Data Prepper 1.5.0 - Log ingestion from S3

The Data Prepper maintainers released Data Prepper 1.5.0 last week. It adds support for ingesting log data from S3 objects. It discovers these objects using an SQS queue for S3 Event Notifications.

There are more details available in the launch blog post:

Does Data Prepper support multiple instances reading from S3 and not stepping on the other instances’ toes? I.e. By using SQS for notifications of new S3 events will it ensure that each Data Prepper instance does not re-process the same S3 file?

@searchspark2310 , That’s a great question. SQS will help with this. Each Data Prepper node will read from SQS and the messages will generally not be duplicated. SQS does provide for at-least-once delivery, so there may be cases where the same message is delivered twice. In those situations, OpenSearch would have duplicate records.

Is strict avoidance of duplicates a requirement for your use-case?

Data Prepper has an aggregation processor that can be used to deduplicate events if there is a key that can be used for uniqueness.
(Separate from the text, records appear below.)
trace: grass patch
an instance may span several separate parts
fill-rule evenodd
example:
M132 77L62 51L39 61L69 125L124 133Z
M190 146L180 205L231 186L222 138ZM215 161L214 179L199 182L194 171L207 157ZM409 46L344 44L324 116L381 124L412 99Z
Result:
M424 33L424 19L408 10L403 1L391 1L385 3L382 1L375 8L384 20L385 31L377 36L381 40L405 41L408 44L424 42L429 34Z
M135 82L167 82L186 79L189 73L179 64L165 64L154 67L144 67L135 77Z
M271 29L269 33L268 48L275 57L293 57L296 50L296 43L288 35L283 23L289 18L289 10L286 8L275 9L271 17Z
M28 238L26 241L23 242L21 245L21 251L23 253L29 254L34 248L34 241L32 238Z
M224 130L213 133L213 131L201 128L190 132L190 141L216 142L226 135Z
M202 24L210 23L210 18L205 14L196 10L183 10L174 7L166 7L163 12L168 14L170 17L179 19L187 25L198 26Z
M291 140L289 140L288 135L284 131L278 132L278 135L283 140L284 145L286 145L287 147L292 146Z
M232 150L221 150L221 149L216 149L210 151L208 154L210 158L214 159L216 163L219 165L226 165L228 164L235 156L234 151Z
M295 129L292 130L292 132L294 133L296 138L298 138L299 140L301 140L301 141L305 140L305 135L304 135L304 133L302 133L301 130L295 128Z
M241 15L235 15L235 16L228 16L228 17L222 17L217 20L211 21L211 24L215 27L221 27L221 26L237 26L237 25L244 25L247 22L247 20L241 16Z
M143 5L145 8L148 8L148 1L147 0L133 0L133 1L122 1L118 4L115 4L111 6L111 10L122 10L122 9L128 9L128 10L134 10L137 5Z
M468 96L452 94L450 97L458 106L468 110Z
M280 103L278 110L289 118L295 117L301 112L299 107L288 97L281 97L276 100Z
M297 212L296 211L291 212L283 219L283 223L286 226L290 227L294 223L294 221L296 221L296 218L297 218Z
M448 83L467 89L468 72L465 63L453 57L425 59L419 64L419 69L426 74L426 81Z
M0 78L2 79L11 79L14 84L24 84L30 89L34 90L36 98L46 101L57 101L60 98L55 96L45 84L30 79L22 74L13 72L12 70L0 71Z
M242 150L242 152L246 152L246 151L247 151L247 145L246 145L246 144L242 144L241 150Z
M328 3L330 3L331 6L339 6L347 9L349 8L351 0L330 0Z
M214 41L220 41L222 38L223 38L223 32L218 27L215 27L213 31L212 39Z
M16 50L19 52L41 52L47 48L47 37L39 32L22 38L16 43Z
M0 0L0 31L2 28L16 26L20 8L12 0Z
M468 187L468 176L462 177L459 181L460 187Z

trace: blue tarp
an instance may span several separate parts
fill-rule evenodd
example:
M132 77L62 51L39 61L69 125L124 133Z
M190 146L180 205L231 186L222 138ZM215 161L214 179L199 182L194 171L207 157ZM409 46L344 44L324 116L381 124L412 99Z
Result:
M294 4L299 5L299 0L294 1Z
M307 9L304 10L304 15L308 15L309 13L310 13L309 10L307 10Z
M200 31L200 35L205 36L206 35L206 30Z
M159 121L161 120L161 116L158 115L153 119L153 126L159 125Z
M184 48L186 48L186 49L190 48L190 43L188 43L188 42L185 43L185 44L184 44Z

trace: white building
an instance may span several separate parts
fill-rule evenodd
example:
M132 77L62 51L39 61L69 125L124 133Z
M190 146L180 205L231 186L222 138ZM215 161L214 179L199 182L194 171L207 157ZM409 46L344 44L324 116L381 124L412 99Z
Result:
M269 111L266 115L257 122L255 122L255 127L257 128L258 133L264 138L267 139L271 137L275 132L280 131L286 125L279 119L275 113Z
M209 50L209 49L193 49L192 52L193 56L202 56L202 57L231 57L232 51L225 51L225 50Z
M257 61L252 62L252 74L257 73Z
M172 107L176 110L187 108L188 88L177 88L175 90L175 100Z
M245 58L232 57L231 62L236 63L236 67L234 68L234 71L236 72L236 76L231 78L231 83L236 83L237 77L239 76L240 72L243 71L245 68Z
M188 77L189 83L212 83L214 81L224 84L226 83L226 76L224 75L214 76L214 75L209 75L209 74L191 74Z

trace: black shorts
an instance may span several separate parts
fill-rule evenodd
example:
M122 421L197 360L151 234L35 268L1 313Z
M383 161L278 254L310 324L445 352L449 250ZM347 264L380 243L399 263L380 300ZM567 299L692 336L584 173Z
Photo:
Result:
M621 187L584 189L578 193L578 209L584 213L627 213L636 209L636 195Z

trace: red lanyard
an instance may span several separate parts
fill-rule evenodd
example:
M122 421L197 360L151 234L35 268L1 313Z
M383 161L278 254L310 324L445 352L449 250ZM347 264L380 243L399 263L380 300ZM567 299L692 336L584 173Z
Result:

It currently only works in single-node deployments. The Core Peer Forwarding feature is a proposal that would allow it to work on multiple nodes. Feel free to comment on these issues, or create a new issue if there is something specific you would like.

Yes avoidance of duplicate records is a requirement for us unfortunately. I don’t think the aggregation processor will be of much help either since you stated it must be ran on the same node.

Backstory on why I’m asking this. We ran into a situation where we used logstash’s S3 input plugin (the basic one) to have one node process files from s3 but it could not keep up with the high rate at which the s3 logs file were being generated. And since the s3 logstash input plugin can only be ran on one node it could not be a solution for us.

We were hoping that this data prepper plugin would solve our problem and have the ability to be ran on multiple nodes for scalability.

Reading more into SQS, we may give the FIFO SQS type a try where it’s a “Exactly-Once” delivery method instead of “At least once”. More to come.

@searchspark2310 , I don’t believe that S3 Event Notifications can send events to an SQS FIFO queue. Also, Data Prepper’s S3 sink doesn’t support reading from FIFO queues. If you believe that adding this support would help, please let us know. We can discuss what we might be able to do.